Sehalus apapun, menerima kritik kerapkali menimbulkan perasaan tidak nyaman, apalagi kalau disampaikan didepan orang banyak dan dengan cara yang terkesan merendahkan dan menghakimi.
Sepertinya hampir semua orang sepakat bahwa kritik adalah bagian penting dari kehidupan untuk tumbuh dan berkembang, tetapi mengapa saat menerima kritik banyak orang yang merasa terluka, marah atau defensif? Adakah sesuatu yang salah? Kita terlalu sensitif? Cara menyampaikan kritiknya kurang benar? Bisakah kita menerima kritik dengan nyaman dan damai? Bisakah kita mengkritik seseorang tanpa menyakiti perasaannya?
Sebelum membahas lebih jauh, tampaknya kita perlu mengawali dengan pertanyaan mengapa kita memberikan kritik. Pertanyaan yang harus dijawab dengan jujur. Apakah untuk membantu seseorang menjadi lebih baik? Apakah untuk menciptakan kondisi yang lebih baik? Ataukah hanya untuk memberi makan kepada ego kita atau bahkan hanya untuk menyakiti seseorang?

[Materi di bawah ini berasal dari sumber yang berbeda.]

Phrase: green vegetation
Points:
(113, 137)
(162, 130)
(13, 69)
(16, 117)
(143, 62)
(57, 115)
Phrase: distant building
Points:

Apabila tujuan kita adalah untuk membantu seseorang atau membuat sebuah perubahan kearah yang lebih baik, kita bisa pelajari beberapa cara menyampaikan kritik dengan tepat dan baik. Namun apabila alasan kita hanya untuk ego dan menyakiti perasaan seseorang, lebih baik kita tidak usah mengkritik.
Pada beberapa kasus, terjadi pula orang yang dikritik merasa dendam dan dipermalukan. Bagi sebagian orang, kritik kadang dipahami sebagai sebuah penghinaan karena disampaikan dalam kalimat yang terkesan "kejam". Meskipun tujuannya baik, kita mesti sangat berhati-hati menyampaikannya. Bagi kebanyakan orang, dikritik bisa membuat perasaannya buruk dan terpuruk.
Berbagai sumber menyebutkan beberapa aturan mendasar dalam menyampaikan kritik yaitu: disampaikan secara langsung dan terus terang, spesifik, fokus pada tindakan bukan pada orangnya, jangan memberitahu orang lain bahwa dia salah (menggosip di belakangnya), mengawalinya dengan sebuah pujian (temukan hal yang positif terlebih dahulu), sifatnya menyarankan bukan memerintahkan dan lebih baik lagi disampaikan melalui obrolan.
Beberapa orang sering melakukan kritik dengan cara menyindir. Saya berpendapat bahwa hal tersebut bisa kurang efektif karena sensitifitas setiap orang terhadap sindiran itu tidak sama dan bahkan apabila kemudian dia menyadari bahwa sindiran itu ditujukan kepadanya, orang yang dikritik akan merasa lebih terluka.
Seeorang yang menjadi atasan seringkali tergoda untuk mengutarakan kritiknya  menjadi sebuah perintah. Kadang hal tersebut bisa efektif untuk memaksa orang yang menjadi bawahan untuk berubah, namun kritik berupa perintah akan membuat hubungan berjarak secara emosi.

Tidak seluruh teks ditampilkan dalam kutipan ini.